TransitionPathTheory.jl
Introduction
This is a package for computing transition path theory1 (TPT) statistics of an ergodic Markov chain on a discrete set
- A strongly connected, stochastic transition probability matrix
$P$ . - A "source" set
$\mathbb{A} \subset \mathbb{S}$ and a "target" set$\mathbb{B} \subset \mathbb{S}$ . The set$\mathbb{A} \cap \mathbb{B}$ is automatically avoided by TPT.

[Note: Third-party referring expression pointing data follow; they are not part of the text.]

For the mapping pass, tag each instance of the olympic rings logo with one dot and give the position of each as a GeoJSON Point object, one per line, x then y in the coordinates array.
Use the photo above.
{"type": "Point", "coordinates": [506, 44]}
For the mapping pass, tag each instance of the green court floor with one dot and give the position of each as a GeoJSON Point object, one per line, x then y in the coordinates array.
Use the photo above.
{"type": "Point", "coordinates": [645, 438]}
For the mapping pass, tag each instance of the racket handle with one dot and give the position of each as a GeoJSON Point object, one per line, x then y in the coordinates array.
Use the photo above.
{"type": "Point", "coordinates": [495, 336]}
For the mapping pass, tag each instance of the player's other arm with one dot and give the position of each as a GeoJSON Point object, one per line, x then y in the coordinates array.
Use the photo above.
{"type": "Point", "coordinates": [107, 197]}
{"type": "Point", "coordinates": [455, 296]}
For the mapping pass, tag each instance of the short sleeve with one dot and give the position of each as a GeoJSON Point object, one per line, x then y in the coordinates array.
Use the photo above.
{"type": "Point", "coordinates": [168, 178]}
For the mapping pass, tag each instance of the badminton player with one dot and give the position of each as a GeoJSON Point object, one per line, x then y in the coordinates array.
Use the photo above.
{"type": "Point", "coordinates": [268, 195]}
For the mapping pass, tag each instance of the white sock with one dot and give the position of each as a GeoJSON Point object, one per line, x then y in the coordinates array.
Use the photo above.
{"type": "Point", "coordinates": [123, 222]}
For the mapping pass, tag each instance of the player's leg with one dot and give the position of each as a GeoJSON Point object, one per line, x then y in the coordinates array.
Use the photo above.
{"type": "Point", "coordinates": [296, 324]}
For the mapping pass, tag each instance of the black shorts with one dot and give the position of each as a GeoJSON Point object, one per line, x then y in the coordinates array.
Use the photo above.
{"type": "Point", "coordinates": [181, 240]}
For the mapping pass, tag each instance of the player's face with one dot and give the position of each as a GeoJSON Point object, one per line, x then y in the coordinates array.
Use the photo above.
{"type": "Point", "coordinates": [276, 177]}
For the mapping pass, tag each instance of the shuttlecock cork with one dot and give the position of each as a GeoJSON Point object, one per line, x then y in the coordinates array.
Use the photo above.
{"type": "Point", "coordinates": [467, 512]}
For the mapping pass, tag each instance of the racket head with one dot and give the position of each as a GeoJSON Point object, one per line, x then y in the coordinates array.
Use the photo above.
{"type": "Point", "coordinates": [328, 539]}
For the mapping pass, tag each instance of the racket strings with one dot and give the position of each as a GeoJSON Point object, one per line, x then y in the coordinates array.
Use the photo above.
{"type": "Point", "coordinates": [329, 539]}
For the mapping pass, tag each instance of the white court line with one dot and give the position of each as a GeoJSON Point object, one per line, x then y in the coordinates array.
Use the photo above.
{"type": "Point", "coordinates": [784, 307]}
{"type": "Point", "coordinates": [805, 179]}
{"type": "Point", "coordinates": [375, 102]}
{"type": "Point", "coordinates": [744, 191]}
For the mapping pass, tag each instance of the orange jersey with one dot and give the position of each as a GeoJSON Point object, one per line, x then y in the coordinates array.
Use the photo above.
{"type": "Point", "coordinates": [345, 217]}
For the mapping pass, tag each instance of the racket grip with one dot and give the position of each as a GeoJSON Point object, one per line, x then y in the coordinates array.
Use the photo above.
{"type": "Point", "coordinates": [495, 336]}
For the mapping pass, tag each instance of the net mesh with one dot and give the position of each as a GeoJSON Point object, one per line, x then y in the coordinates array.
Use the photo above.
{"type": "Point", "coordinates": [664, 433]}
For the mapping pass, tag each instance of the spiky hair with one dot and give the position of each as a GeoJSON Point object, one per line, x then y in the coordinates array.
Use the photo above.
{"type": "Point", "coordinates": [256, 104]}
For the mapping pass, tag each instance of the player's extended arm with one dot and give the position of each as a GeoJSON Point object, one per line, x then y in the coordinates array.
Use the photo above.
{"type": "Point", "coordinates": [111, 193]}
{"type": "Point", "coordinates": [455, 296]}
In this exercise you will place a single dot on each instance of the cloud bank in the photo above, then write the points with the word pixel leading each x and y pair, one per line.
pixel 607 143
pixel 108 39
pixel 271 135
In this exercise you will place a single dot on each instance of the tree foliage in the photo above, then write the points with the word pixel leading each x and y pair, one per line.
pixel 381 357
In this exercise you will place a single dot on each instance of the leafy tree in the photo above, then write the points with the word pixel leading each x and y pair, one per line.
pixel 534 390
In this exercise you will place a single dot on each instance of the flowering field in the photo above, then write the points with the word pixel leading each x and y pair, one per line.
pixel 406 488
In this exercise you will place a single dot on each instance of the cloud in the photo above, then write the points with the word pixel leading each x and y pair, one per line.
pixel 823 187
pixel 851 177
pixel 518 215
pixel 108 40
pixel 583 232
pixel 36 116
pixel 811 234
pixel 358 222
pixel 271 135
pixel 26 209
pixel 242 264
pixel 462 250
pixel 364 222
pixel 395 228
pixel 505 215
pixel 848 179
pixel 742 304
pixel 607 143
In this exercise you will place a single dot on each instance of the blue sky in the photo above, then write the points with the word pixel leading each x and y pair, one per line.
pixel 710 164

The main function of TPT is to compute statistics of "reactive" trajectories, namely trajectories which travel directly from the source to the target with no intermediate visit to either.
Installation
In the Julia REPL, run the following code and follow the prompts:
using Pkg
Pkg.add(TransitionPathTheory)Make the package available to use in your code by including the following line:
using TransitionPathTheoryQuickstart
P = P_stoc(10) # a 10 x 10 stochastic matrix w/ random entries
A = [1, 2, 5] # the source indices
B = [5, 9, 10] # the target indices
# validate and setup a homogenous TPT problem
tpt_homog = TPTHomog(P, A, B)
# compute TPT statistics in the stationary case
tpt_stat = tpt_stationary_statistics(tpt_homog)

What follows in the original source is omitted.